What to do for mixed borders, perennial herbaceous plants and grasses.
It is time to clean up to encourage vegetative growth. This operation can be undertaken at the beginning of the month in milder areas, while it is better to wait for the third decade in the North and in mountain areas. Mulch based on leaves or other vegetable residues must be removed; at the base of the plants we will still find a little of the soil conditioner that we had spread in the autumn: we will incorporate it to the soil with a light mulch, adding a slow release fertilizer.
It is also time to cut the dry or ruined vegetation of the previous year at the base, especially the lively and graminaceous plants: the first warmths will induce the production of new shoots. We can also start with the new plants: the risks of frost and excessive humidity should gradually be reduced.
We also proceed with the division and replanting for too large tufts or with aged portions.

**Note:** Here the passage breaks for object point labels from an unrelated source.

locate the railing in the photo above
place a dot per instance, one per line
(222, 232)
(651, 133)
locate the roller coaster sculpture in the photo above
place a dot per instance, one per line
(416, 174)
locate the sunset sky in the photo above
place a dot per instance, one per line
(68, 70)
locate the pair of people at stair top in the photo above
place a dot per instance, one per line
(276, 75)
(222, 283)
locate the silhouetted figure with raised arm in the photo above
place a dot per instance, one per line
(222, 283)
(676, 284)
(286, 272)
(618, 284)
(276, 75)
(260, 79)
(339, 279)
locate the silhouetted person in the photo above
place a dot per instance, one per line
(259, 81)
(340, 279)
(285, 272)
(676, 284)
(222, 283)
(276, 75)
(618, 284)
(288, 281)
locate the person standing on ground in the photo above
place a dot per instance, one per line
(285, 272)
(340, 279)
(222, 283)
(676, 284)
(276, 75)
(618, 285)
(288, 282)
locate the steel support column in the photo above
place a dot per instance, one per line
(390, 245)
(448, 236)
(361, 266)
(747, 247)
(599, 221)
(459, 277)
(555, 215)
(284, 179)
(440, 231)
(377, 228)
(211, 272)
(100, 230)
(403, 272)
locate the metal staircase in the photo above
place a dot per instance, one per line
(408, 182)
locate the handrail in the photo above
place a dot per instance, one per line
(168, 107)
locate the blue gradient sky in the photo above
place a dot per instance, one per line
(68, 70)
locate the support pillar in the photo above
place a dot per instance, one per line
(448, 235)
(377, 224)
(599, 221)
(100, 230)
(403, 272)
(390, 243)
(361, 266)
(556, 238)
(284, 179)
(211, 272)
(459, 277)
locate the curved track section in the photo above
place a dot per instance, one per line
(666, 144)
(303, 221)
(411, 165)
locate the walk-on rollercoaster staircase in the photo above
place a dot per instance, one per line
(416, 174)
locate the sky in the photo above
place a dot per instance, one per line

Sowing of annuals and perennials
From January to March the best results are obtained with annual sowing. Starting early gives the advantage of having early blooms, but particular attention must be paid to the minimum temperatures necessary for germination. Another aspect that should not be underestimated is the quantity of light: thin and clear plants are often obtained, unable to support and grow further. So let's remember, as soon as we see the first leaflets, to move the trays in an extremely bright area, possibly a windowsill facing south. The practice of topping is fundamental: it slows down growth, but allows the setting and copious blooms.
We can also sow perennials bearing in mind that to obtain good sized specimens you will have to wait at least the following spring: the ideal is instead to proceed in autumn (recommended period also for biennials).